Carlotta told the software to regard the object as a starship.

Immediately she got a very different report of its past movements. The ship now had a constant mass -- more than a thousand times more massive than the
Herodotus
. But the trajectory now made perfect sense. The ship was slowing down as it entered the star system. It was heading, not toward the star, but toward a rocky planet in the goldilocks zone.

But Carlotta didn't care much about the planet. Planets were of no use to them because Father couldn't stand even half a gee, let alone 1.2. The fact that the alien ship was approaching it suggested that the atmosphere was attractive to whatever species the ship belonged to. But what mattered to
Herodotus
was the existence of the alien ship.

The human race had encountered only one alien species, ever, and had fought a war of extinction with them. According to a story told by the writer of
The Hive Queen
under the pseudonym "Speaker for the Dead," the Formics had not meant to wipe out the human race at all. But Carlotta wasn't buying it -- it was easy to impute benign motives to an alien species that no longer existed.

The trouble was, it was too late to avoid meeting the species. No matter what the
Herodotus
did, it would be detected -- and its plasma path could be followed back till it disappeared.
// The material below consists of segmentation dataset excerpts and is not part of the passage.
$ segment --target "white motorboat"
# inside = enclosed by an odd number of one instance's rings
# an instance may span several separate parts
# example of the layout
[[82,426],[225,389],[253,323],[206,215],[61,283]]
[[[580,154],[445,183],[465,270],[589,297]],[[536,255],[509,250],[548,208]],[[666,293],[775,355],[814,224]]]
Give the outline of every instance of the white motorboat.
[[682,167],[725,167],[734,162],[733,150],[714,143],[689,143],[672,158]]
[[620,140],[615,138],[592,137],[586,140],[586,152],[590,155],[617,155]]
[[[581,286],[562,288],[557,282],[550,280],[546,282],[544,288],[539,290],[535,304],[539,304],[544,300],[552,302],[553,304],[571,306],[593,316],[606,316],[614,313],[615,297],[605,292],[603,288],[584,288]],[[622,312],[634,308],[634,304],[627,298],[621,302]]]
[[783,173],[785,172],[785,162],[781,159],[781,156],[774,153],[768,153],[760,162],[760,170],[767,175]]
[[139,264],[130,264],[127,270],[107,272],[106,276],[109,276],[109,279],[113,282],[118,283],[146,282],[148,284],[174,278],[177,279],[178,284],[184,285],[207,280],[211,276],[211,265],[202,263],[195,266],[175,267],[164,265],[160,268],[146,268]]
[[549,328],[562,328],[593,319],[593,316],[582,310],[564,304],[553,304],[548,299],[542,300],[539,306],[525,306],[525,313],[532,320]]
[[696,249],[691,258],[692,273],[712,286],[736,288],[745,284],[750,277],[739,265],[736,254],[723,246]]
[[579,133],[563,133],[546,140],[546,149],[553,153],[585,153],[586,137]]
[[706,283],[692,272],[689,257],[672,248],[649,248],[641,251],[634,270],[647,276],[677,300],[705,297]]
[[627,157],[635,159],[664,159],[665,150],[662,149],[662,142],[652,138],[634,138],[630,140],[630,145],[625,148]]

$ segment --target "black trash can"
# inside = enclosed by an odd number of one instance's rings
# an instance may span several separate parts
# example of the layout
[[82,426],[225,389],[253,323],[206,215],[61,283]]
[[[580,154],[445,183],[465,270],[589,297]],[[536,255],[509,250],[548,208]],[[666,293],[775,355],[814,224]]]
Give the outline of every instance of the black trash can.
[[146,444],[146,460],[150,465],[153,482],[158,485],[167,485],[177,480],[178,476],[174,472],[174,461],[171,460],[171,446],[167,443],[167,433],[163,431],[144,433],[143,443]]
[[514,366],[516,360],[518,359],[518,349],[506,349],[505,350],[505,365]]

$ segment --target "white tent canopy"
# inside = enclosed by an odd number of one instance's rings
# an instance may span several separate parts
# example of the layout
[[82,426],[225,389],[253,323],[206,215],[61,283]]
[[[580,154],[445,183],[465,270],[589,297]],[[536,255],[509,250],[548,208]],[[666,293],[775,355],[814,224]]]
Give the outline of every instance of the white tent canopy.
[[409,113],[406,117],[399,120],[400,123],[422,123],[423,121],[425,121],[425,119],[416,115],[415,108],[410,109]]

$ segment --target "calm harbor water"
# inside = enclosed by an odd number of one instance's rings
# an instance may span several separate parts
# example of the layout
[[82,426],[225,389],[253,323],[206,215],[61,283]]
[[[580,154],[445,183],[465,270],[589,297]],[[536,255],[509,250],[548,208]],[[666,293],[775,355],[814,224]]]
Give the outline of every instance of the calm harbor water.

And since their flight had been straight as an arrow since they reached near-lightspeed, all the aliens would have to do to find the human home world was keep on going straight along the path marked by the
Herodotus
's plasma emission trail even after the trail itself petered out.

It would be far more useful to slow down and
stop
, not turn, so that they could discover as much as possible about this alien ship and its inhabitants. Using the ansible, they could report every speck of information they found -- right up to the moment when the aliens destroyed them. The human race would then have time to make whatever preparations might be possible to meet these aliens when they followed the
Herodotus
's trail back to Earth.

And it would give Sergeant something useful to occupy his time instead of plotting ways to kill Father -- or whoever his enemy might be today.

Carlotta sent a signal to Ender and Sergeant. Come with me to talk to the Giant. Something important has come up. Then she copied the pertinent charts and reports to Father's holotop.

 

 

 

CHAPTER 5

 

 

 

"Of course we're going to stop and try to communicate with them," said Cincinnatus. "We have no other choice. We can't leave a potential threat behind us without investigating it."

The others nodded. A group this bright didn't need discussion when the options were obvious.

"There's no reason for Ender to stop working on the genetics problem," said the Giant. "We're pursuing an interesting path that involves bacterial latency. Carlotta can manage deceleration, approach, and communications."

Cincinnatus felt his normal despair. As usual, no one could think of anything for him to do.

Carlotta, bless her little heart, took pity on him. He hated that. He didn't need to have his shame put into words. "What about Sergeant?"

The Giant looked at her as if she were an idiot. "He's going to arm the
Herodotus
so we're ready to turn this alien ship into dust if the need arises."

Just like that. For the first time in his life, Cincinnatus mattered. The Giant had a use for him.